I have a physics engine that uses AABB testing to detect object collisions and an animation system that does not use linear interpolation. Because of this, my collisions act erratically at times, especially at high speeds. Here is a glaringly obvious problem in my system...
For the sake of demonstration, assume a frame in our animation system lasts 1 second and we are given the following scenario at frame 0.
At frame 1, the collision of the objects will not bet detected, because c1 will have traveled past c2 on the next draw.
Although I'm not using it, I have a bit of a grasp on how linear interpolation works because I have used linear extrapolation in this project in a different context. I'm wondering if linear interpolation will solve the problems I'm experiencing, or if I will need other methods as well.
There is a part of me that is confused about how linear interpolation is used in the context of animation. The idea is that we can achieve smooth animation at low frame rates. In the above scenario, we cannot simply just set c1 to be centered at x=3 in frame 1. In reality, they would have collided somewhere between frame 0 and frame 1. Does linear interpolation automatically take care of this and allow for precise AABB testing? If not, what will it solve and what other methods should I look into to achieve smooth and precise collision detection and animation?
The phenomenon you are experiencing is called tunnelling, and is a problem inherent to discrete collision detection architectures. You are correct in feeling that linear interpolation may have something to do with the solution as it can allow you to, within a margin of error (usually), predict the path of an object between frames, but this is just one piece of a much larger solution. The terminology I've seen associated with these types of solutions is "Continuous Collision Detection". The topic is large and gets quite complex, and there are books that discuss it, such as Real Time Collision Detection and other online resources.
So to answer your question: no, linear interpolation on its own won't solve your problems*. Unless you're only dealing with circles or spheres.
What to Start Thinking About
The way the solutions look and behave are dependant on your design decisions and are generally large. So just to point in the direction of the solution, the fundamental idea of continuous collision detection is to figure out: How far between the early frame and the later frame does the collision happen, and in what position and rotation are the two objects at this point. Then you must calculate the configuration the objects will be in at the later frame time in response to this. Things get very interesting addressing these problems for anything other than circles in two dimensions.

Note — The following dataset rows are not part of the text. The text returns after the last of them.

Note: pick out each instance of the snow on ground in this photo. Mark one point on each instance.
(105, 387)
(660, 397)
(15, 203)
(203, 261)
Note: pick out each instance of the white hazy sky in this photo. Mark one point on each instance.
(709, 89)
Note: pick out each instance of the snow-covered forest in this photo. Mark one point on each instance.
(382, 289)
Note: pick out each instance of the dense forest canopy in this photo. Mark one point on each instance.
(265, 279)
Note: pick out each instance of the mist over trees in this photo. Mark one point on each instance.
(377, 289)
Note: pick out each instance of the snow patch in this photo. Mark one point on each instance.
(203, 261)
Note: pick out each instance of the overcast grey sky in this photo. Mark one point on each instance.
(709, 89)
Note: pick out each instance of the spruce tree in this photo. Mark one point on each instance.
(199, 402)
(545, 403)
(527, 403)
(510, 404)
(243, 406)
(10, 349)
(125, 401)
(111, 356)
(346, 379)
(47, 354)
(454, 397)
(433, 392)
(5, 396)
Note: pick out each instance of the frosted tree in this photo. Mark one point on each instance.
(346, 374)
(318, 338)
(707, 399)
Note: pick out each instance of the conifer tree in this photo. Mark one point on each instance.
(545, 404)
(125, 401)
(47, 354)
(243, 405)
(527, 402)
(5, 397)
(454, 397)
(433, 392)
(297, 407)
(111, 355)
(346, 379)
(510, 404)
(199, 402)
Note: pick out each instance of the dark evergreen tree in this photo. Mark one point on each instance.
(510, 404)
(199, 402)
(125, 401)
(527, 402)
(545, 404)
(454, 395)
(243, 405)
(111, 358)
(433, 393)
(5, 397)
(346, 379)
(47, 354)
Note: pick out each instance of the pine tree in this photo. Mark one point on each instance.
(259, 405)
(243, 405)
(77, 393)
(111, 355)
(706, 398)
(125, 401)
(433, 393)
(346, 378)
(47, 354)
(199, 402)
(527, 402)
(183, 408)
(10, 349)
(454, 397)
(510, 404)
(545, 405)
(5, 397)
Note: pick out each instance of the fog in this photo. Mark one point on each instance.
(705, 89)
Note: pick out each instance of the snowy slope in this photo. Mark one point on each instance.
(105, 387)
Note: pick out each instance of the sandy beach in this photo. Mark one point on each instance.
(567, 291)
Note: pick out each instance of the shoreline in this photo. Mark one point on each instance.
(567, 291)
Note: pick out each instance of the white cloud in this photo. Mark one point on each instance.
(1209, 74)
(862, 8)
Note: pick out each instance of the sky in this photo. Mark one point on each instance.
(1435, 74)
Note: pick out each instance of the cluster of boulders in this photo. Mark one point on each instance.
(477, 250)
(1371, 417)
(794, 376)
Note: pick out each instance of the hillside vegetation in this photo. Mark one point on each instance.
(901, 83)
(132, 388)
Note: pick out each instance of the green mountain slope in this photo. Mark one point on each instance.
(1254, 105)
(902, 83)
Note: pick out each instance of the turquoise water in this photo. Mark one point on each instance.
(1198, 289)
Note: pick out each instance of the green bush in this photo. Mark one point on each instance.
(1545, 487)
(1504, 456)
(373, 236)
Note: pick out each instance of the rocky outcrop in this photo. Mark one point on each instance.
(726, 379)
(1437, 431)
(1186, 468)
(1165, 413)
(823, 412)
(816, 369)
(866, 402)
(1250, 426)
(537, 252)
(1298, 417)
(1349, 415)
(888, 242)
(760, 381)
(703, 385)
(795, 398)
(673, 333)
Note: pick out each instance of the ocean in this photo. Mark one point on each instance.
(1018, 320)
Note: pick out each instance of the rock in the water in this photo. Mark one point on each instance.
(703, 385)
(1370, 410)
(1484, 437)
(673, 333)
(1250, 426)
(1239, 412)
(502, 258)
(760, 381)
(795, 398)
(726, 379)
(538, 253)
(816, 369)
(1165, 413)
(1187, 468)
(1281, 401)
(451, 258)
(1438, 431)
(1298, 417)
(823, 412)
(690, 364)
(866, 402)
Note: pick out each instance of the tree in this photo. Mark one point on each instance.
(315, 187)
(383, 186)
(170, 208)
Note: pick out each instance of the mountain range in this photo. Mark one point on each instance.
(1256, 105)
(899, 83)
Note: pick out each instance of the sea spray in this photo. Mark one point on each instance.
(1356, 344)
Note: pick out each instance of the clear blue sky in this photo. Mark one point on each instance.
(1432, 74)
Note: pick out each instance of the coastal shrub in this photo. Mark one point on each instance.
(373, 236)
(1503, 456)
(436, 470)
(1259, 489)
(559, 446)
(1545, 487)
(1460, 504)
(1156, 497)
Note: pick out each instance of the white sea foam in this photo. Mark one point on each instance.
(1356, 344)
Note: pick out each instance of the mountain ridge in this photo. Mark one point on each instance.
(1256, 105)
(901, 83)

I haven't implemented this but I've seen described a solution where you march the two candidates forward between the frames, advancing their position with linear interpolation and their orientation with spherical linear interpolation and checking with discrete algorithms whether they're intersecting (Gilbert-Johnson-Keerthi Algorithm). From here you continue to apply discrete algorithms to get the smallest penetration depth (Expanding Polytope Algorithm) and pass that and the remaining time between the frames, along to a solver to get how the objects look at your later frame time. This doesn't give an analytic answer but I don't have knowledge of an analytic answer for generalized 2 or 3D cases.
If you don't want to go down this path, your best weapon in the fight against complexity is assumptions: If you can assume your high velocity objects can be represented as a point things get easier, if you can assume the orientation of the objects doesn't matter (circles, spheres) things get easier, and it keeps going and going. The topic is beyond interesting and I'm still on the path of learning it, but it has provided some of the most satisfying moments in my programming period. I hope these ideas get you on that path as well.
Edit: Since you specified you're working on a billiard game.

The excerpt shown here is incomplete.